Schieferstein am Armaturenbrett

Die Dekoration im Autoinnenraum soll in Zukunft also nicht mehr einfach nur gut aussehen: "Dekorelemente werden künftig eine Funktion übernehmen" erklärt Andreas Wlasak, der stellvertretende Designdirektor von Faurecia. Wie das schon heute praktisch aussieht, zeigt Faurecia beim Armaturenbrett der neuen Alfa Romeo Giulia auf der IAA: Wird der zentrale Touchscreen in dem Armaturenbrett ausgeschaltet, bleibt eine glänzende schwarze Fläche, die dann wie ein hübsch platziertes Dekoelement wirkt. Und wer denkt, Holzfurnier im Innenraum ist die edelste aller Möglichkeiten, sollte vielleicht umdenken: Denn Faurecia hat das Armaturenbrett seiner Studie mit Schieferstein veredelt. "Es können sogar Furniere aus Granit verwendet werden", erklärt Wlasak.

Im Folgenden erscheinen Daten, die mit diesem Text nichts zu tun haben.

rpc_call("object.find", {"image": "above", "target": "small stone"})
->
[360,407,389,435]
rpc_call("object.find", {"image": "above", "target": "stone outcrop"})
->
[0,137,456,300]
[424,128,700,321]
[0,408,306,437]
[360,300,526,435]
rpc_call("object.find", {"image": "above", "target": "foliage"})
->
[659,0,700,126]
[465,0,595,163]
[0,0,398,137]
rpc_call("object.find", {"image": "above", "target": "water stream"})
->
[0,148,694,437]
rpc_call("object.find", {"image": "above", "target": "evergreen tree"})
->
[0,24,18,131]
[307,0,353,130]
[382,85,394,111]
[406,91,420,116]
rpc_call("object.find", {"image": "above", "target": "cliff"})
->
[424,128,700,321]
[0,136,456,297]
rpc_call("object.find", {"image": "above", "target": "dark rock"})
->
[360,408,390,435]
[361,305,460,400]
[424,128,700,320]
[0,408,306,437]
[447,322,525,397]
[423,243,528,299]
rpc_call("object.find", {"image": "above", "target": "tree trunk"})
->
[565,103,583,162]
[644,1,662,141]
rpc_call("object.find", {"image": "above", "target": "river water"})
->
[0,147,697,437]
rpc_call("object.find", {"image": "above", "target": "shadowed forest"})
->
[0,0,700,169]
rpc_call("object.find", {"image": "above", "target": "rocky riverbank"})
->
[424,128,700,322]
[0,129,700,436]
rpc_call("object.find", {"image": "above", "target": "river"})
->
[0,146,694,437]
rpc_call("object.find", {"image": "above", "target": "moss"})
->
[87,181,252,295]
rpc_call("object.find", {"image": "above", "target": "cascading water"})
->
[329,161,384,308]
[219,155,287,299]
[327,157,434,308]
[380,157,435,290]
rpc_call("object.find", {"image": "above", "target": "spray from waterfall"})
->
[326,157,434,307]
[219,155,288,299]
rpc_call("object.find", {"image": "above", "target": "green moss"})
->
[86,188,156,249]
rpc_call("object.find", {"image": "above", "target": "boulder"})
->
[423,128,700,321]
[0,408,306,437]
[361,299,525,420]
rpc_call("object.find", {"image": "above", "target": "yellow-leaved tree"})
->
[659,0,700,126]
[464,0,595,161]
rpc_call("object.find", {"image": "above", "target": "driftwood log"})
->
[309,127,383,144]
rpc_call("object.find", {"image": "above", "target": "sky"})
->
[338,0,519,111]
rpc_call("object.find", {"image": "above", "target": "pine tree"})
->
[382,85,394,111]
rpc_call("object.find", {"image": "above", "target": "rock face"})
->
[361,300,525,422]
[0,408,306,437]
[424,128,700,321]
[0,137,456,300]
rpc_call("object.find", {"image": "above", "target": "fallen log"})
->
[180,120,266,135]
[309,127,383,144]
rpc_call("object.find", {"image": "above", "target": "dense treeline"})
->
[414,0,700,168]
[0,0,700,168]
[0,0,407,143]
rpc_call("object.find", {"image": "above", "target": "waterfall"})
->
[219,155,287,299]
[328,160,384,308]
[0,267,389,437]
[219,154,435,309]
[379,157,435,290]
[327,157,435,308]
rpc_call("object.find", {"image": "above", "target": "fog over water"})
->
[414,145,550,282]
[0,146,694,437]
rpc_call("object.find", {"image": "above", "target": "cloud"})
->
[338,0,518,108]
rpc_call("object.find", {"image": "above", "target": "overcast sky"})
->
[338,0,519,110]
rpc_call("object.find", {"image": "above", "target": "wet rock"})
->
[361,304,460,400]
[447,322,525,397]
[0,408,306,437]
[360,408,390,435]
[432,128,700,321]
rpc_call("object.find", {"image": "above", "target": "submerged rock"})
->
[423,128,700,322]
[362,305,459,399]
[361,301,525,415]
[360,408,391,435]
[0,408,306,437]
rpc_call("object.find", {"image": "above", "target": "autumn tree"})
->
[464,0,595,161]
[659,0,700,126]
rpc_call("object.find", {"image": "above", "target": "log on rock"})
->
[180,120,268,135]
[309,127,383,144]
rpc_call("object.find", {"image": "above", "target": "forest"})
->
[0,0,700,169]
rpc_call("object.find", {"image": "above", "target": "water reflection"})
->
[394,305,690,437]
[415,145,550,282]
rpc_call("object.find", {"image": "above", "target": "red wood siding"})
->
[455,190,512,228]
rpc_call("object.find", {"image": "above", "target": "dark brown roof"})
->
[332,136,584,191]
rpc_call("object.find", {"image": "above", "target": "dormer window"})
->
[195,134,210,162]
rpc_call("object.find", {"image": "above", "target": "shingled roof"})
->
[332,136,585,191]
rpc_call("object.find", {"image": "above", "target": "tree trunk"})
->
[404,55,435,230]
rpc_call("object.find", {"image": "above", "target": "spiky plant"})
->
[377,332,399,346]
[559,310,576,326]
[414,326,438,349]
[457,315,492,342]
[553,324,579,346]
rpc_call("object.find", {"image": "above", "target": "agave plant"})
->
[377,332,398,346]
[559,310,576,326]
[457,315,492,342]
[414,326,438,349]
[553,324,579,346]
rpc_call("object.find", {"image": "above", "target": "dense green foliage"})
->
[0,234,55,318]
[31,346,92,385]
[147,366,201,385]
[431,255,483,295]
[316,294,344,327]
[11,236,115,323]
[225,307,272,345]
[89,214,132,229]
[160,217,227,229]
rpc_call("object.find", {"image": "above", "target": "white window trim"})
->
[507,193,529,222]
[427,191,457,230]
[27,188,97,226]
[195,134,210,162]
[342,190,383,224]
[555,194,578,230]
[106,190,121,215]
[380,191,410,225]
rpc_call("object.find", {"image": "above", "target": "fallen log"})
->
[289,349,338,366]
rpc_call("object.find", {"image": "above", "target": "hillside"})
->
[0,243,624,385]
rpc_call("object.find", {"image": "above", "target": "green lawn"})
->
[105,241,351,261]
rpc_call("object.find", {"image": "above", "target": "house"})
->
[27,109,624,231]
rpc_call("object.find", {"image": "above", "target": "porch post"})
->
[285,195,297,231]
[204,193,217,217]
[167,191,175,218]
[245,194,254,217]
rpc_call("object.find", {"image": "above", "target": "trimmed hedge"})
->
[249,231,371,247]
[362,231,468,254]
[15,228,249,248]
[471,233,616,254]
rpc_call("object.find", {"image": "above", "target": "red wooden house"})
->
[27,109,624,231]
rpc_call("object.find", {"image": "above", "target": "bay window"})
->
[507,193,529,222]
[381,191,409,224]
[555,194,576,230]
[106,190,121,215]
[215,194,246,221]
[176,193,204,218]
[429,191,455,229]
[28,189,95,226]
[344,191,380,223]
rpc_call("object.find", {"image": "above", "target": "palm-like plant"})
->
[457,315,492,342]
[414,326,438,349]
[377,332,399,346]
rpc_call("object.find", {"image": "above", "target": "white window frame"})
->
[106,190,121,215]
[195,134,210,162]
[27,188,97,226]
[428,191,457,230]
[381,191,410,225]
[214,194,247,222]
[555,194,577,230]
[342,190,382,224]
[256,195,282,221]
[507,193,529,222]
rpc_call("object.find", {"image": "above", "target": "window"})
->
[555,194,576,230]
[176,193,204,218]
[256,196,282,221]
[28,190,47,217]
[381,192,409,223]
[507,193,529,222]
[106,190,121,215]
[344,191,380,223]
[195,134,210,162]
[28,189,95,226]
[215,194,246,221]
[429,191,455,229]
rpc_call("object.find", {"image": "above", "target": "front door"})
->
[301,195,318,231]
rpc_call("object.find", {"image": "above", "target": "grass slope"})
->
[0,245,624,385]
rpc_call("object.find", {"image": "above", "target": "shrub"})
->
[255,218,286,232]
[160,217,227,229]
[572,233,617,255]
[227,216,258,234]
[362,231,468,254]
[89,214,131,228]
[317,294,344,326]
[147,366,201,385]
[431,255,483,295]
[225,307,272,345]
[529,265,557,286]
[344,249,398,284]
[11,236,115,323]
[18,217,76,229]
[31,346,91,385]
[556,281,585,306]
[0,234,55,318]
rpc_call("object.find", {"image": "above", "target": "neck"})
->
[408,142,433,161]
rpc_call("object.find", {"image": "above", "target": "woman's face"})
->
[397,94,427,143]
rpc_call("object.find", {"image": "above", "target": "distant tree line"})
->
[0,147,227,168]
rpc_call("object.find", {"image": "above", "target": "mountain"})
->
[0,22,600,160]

Fahren die Autos der Zukunft irgendwann von alleine über die Straßen, können die Insassen sich außerdem ganz anderen Dingen widmen als bisher. "Statt sich auf die Straße zu konzentrieren, können Sie zum Beispiel E-Mails beantworten oder sich der Zeitung widmen", gibt Han Hendriks zwei Beispiele. Wie bequem das sein kann, zeigt Yanfeng mit seinem Konzeptfahrzeug mit dem etwas sperrigen Namen "Innovation Demonstrator 2016" (ID16) auf der IAA.

Ausgestattet ist die Studie mit allem, was derzeit denkbar ist. Zum Beispiel mit großflächigen Touchscreens für alle wichtigen Funktionen, hinter denen sich die Lüftung versteckt. Oder mit verdeckten LED-Leisten, die im Innenraum die gewünschte Stimmung zaubern können. Die Mittelkonsole bietet ungeahnten Stauraum: Die einzelnen Fächer lassen sich durch Schiebetüren individuell einstellen. Im unteren Teil versteckt sich eine Kühlbox, die nach vorne und hinten geöffnet werden kann.

Besonders beeindruckend aber wird es, wenn über das zentrale Display der Autopilot eingeschaltet wird. Sobald der Modus aktiviert ist, fährt das Lenkrad langsam in die Instrumententafel zurück. Zugleich schwenkt der Fahrersitz automatisch ein Stück nach hinten, und die Sitzposition neigt sich um 18 Grad. In der oberen Mittelkonsole versteckt sich ein schwenkbarer Tisch, der Platz zum Beispiel für einen Laptop bietet. "So kann ich auf dem täglichen Weg zur Arbeit schon mal meine E-Mails bearbeiten und gewinne Zeit", schwärmt Hendriks. 

Damit sich der Fahrer im autonomen Auto richtig wohlfühlen kann, zeigt Faurecia einen Sitz, der über Sensoren die Vitalfunktionen der Insassen messen kann. Anhand der Herzfrequenz und der Atemleistung erkennt das System, wie es dem Fahrer geht. "Stellt das System zum Beispiel fest, dass Sie unter Stress stehen, beginnt automatisch eine im Sitz integrierte Massagefunktion", erklärt Marketing-Direktor Geoffroy de Grandmaison. Zugleich strömt als kleine Erfrischung kalte Luft aus dem Sitz.